I was running with `python convert-hf-to-gguf.py /media/user/6/snowflake_instruct/Snowflake_snowflake-arctic-instruct --out type f16

/media/user/6/snowflake_instruct/Snowflake_snowflake-arctic-instruct contains custom code which must be executed to correctly load the model. You can inspect the repository content at https://hf.co//media/user/6/snowflake_instruct/Snowflake_snowflake-arctic-instruct.
You can avoid this prompt in future by passing the argument `trust_remote_code=True`.

Do you wish to run the custom code? [y/N] y
Traceback (most recent call last):
  File "/home/user/snowflake/llama.cpp/convert-hf-to-gguf.py", line 3114, in <module>
    main()
  File "/home/user/snowflake/llama.cpp/convert-hf-to-gguf.py", line 3101, in main
    model_instance.set_vocab()
  File "/home/user/snowflake/llama.cpp/convert-hf-to-gguf.py", line 1524, in set_vocab
    self._set_vocab_llama_hf()
  File "/home/user/snowflake/llama.cpp/convert-hf-to-gguf.py", line 462, in _set_vocab_llama_hf
    vocab = LlamaHfVocab(self.dir_model)
            ^^^^^^^^^^^^^^^^^^^^^^^^^^^^
  File "/home/user/snowflake/llama.cpp/convert.py", line 556, in __init__
    assert self.tokenizer.is_fast  # assume tokenizer.json is used
    ^^^^^^^^^^^^^^^^^^^^^^^^^^^^^
AssertionError

@BarfingLemurs I commited the assertion removal to my snowflake-arctic branch. Thanks for reporting the problem. I had this line removed locally (but not commited), so I didn't notice that it affected convert-hf-to-gguf.py as well.

fairydreaming commented 5 months ago

There was a change in the snowflake-arctic-instruct model a while ago. Grouped query attention (GQA) is now used with 8 KV heads instead of 56 KV heads.
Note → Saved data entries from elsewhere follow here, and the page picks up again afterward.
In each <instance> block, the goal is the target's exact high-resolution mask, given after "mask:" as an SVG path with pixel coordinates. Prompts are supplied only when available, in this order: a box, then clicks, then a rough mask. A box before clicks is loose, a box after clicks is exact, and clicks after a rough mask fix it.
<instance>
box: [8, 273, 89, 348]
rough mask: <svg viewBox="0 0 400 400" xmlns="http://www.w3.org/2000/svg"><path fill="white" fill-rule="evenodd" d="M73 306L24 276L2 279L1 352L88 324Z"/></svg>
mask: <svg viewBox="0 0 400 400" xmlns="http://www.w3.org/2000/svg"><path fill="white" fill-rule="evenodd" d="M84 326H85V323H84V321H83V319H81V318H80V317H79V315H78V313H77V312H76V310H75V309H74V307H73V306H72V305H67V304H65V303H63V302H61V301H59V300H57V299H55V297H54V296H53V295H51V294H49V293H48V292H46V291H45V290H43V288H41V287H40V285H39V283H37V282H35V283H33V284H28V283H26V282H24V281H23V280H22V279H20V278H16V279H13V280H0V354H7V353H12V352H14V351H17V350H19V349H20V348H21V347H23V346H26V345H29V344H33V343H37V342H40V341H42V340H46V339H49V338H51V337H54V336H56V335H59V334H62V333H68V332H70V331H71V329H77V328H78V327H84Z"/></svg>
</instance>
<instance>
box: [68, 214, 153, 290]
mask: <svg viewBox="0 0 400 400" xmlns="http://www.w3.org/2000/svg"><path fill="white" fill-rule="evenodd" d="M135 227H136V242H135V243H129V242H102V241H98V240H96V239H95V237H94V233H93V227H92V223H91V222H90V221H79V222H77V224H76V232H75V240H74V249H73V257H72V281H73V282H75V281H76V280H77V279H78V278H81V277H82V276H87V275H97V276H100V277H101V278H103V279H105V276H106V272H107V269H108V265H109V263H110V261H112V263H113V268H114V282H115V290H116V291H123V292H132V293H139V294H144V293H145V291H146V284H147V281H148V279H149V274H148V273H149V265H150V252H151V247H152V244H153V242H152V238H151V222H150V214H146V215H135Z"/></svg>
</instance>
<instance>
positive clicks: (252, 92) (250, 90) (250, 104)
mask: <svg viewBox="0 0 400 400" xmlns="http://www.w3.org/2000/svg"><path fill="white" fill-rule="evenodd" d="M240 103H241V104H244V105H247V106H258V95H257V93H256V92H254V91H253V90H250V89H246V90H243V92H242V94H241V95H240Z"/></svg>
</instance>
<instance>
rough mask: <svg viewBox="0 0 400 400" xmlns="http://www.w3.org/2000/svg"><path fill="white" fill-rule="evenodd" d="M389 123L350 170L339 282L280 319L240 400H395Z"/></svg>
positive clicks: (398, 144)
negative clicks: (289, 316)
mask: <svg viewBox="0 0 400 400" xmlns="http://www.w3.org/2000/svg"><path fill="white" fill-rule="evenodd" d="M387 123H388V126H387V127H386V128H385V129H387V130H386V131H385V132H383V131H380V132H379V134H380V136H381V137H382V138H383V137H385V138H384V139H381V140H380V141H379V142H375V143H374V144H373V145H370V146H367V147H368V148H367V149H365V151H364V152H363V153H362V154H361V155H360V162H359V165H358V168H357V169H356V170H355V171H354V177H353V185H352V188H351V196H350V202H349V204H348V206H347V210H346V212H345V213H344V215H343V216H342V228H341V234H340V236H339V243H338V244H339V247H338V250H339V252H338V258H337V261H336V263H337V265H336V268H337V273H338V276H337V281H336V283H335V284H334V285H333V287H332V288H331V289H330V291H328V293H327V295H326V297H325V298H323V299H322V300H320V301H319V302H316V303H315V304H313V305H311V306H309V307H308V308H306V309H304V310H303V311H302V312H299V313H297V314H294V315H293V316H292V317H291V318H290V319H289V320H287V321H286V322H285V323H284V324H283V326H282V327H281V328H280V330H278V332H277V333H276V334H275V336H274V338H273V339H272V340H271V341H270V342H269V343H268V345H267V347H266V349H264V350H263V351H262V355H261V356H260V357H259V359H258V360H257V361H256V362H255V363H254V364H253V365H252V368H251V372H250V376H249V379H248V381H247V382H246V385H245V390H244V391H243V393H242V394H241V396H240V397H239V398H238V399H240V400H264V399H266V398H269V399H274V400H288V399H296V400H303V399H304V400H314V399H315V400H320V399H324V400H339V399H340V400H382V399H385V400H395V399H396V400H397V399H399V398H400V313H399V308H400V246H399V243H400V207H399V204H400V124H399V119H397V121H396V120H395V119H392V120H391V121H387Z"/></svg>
This reduces KV buffer size sevenfold, also inference is a bit faster:

before (Epyc 9374F, Q5_K_M):


llama_print_timings: prompt eval time =    2195.83 ms /    74 tokens (   29.67 ms per token,    33.70 tokens per second)
llama_print_timings:        eval time =   45399.64 ms /   582 runs   (   78.01 ms per token,    12.82 tokens per second)

now (Epyc 9374F, Q5_K_M):

llama_print_timings: prompt eval time =    1879.41 ms /    70 tokens (   26.85 ms per token,    37.25 tokens per second)
llama_print_timings:        eval time =   34948.30 ms /   527 runs   (   66.32 ms per token,    15.08 tokens per second)

I uploaded the updated model quants here: https://huggingface.co/sszymczyk/snowflake-arctic-instruct-gqa-GGUF

The updated model works just fine, no changes in the code were necessary.